Here within the pages of “Inked in Lies” Darling gifts us the story of our favorite resident pretty boy Jonathan “Casanova” Booth, a biker with abundant arrogant charm and panty melting ways. And Lila Meadows, his onetime neighbor who we are introduced to fleetingly throughout the previous books, but who you quickly come to realize is anything but the flighty hippy chick she appears to be. Theirs is a pairing unlike any of the others. One born in childhood, under dubious circumstances when Nova and his family move in across the street on a day Lila’s father, the town drug dealer, just so happens to commit murder in his livingroom. An act that changes Lila’s life, and the life of her brother Dane forever, in ways that reverberate for years to come.

Unlike the other books, here we are rooted securely in the female’s point of view. Here through Lila’s eyes we are given a retrospective of growth, growth of the club, growth of Nova from boy to man, and of Nova’s place within all that surrounds them. We are given a view of Nova, the all too cocky, seemingly put together MC brother who has had Lila’s back since she was five in most unexpected ways previously unseen. We are shown a man who, despite his haughty, man-whore ways, has been her best friend, her protector, her person, the one she knows inside and out better than anyone else. But also a man deeply removed who hides himself away not only from those around him, but also from himself. And as the years go by he becomes a man afraid of the love rooted deeply in his heart, full of doubts, and fear, and self-hatred, who pushes away everything trying to get close to him because of the feelings of unworthiness forcibly planted deep within his soul.  What follows is a powerful and haunting story.

Lila and Nova's friendship is forged from neglect and violence, forces that shape them in unexpected ways, and as they grow they morph, and unlike the other installments of this series, this story is as much a tale of the many ways we incorrectly see ourselves as it is a story of perseverance and overwhelming, all consuming love.  It is the story of a girl born of violence into violence, with tragedy etched in her tiny five year old eyes, forced to grow wise long before she should have. A shining, loving, girl, who survives everything life has to throw at her including Nova’s own demons, demons that may destroy him and lead her to endure the loss of him, something far more brutal then everything that has come before it.

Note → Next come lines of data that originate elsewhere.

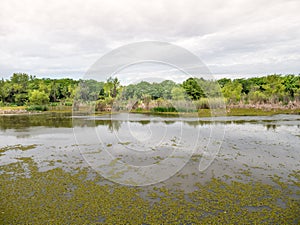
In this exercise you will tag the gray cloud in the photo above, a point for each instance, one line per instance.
(63, 38)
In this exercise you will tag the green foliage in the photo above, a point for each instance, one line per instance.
(232, 91)
(38, 98)
(193, 88)
(37, 108)
(20, 90)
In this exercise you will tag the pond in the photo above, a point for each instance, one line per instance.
(176, 169)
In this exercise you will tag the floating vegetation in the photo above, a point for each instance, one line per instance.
(17, 147)
(59, 197)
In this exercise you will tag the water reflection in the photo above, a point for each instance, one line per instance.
(113, 122)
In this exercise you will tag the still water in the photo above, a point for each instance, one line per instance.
(263, 145)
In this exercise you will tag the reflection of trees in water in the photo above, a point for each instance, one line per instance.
(271, 126)
(45, 120)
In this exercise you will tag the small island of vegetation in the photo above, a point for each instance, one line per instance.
(265, 95)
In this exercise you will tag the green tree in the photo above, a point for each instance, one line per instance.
(38, 98)
(232, 91)
(193, 89)
(178, 93)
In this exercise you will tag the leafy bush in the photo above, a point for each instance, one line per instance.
(38, 98)
(37, 108)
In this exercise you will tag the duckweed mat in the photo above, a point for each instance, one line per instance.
(28, 196)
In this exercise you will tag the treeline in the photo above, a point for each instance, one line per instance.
(22, 89)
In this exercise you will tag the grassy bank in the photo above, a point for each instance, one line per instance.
(201, 112)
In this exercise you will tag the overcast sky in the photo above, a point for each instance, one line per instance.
(64, 38)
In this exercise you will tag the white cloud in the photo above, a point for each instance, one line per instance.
(63, 38)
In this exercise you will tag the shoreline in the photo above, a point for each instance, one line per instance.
(232, 110)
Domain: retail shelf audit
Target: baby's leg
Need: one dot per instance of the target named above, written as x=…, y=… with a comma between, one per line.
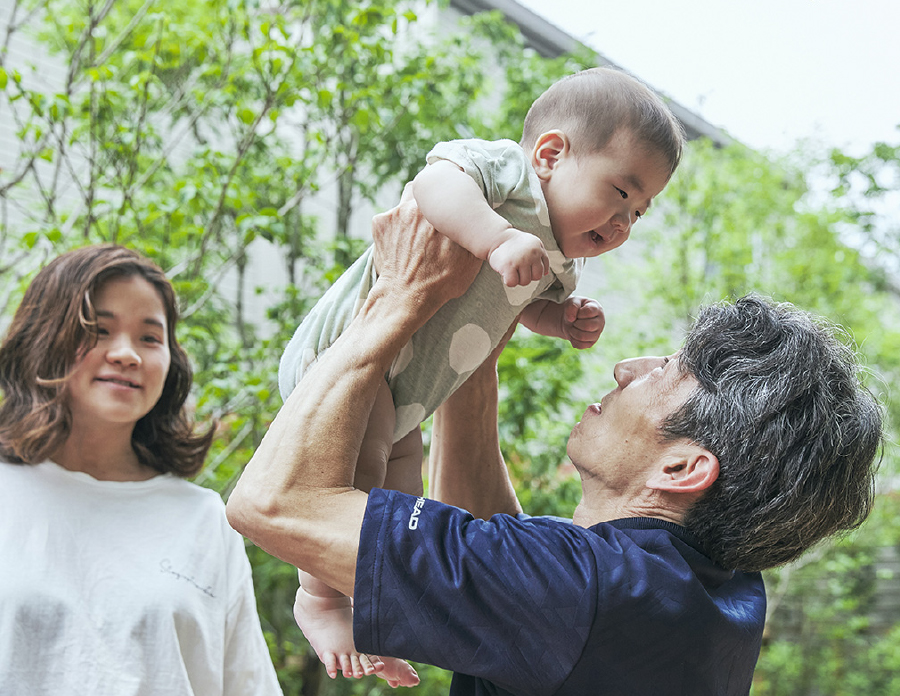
x=404, y=468
x=325, y=615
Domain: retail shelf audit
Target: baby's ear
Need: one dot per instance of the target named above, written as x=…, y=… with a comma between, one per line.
x=549, y=149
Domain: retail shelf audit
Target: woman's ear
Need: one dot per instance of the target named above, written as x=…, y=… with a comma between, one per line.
x=548, y=150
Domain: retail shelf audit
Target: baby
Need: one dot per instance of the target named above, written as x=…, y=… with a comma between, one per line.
x=597, y=147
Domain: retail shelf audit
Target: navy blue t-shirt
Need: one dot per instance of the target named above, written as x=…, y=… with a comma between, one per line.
x=532, y=606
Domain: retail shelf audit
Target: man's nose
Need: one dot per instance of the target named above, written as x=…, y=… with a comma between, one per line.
x=627, y=371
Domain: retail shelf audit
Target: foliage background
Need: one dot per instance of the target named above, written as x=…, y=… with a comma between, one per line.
x=199, y=133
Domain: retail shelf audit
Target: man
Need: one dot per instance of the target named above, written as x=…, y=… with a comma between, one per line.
x=701, y=468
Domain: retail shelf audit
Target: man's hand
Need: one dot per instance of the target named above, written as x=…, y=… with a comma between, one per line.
x=412, y=257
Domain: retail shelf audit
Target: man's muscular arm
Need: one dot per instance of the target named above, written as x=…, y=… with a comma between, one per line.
x=295, y=498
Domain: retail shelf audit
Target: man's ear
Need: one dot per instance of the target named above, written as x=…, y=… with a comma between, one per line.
x=549, y=149
x=687, y=468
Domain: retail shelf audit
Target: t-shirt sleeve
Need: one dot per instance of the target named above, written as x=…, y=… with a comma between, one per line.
x=509, y=600
x=248, y=665
x=498, y=167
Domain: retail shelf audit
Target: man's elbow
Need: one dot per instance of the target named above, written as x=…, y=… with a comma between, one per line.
x=247, y=514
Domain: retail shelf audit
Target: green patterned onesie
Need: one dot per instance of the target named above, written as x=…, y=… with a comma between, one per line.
x=447, y=349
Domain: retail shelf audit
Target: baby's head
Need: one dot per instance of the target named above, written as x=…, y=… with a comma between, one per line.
x=604, y=145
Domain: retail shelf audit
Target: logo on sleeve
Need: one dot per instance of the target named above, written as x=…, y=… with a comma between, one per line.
x=417, y=509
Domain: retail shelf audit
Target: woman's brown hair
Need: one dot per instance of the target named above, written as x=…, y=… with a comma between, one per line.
x=53, y=325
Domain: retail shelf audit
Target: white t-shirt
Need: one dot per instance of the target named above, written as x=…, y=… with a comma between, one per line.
x=123, y=588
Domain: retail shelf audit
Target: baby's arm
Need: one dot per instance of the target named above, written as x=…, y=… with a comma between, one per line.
x=452, y=202
x=578, y=320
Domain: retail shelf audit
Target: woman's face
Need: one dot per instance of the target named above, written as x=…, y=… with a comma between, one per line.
x=119, y=380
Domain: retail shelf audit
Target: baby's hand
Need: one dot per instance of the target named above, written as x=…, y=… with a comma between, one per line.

It is a brutally beautiful book offering an unexpected but welcomed perspective. While the other Fallen women are strong in their own right, Lila is different. She has a strength skewed differently than the other women. Every ounce of emotional fortitude within her is born from pain and the subsequent deep seated fear of abandonment her father, her mother, and even her cherished brother seed within her. As a result she martyrs herself in ways the other women would not, does not view herself as having the same connections to love and care with those around her that the other couples do. It is a revelation by the author that propels you forward through each and every page of this book, a state of being that fractures your soul and makes you ache for Lila in ways you have not yet ached for any other character so far in the series. And as she grows, makes discoveries about herself and about Nova. As Nova in turn makes discoveries about himself through Lila’s actions and reactions, the emotions will overwhelm your senses. You will be helpless in preventing the knot that forms in the middle of your chest, your soul will ache as you watch their connection emerge and evolve page after emotionally churning page. It is a heady experience that is as awe inducing as it is magnificent.

This series continues to be one filled with stories about love rooted in darkness. Of the kinds of human connections that can withstand the blackness and depravity around it, be made stronger by it.  Where other series fall flat after the first few installments this one just keeps getting better and more intense, taking you to emotional heights previously unknown and unexplored.

I will honestly mourn the loss of these characters when this series ends. I will grieve the loss of their heartaches and pleasures, their revelatory journeys and found joy. But mostly I will grieve the feeling of recognition and kinship I have with them, many of whom triggered profound, long let go of memories within me, and forced to the surface specters of things not thought of in years. I have written much on Sadt Cookie about my life and why I read romance books often viewed as too dark, too violent, too sadistic or unkind for the mainstream. I am a lover of dark things and honest emotions, and this book contains a depth and honesty I cannot thank Giana Darling enough for. An easy five stars from me for this book, and I cannot wait to read Priest’s story in book six!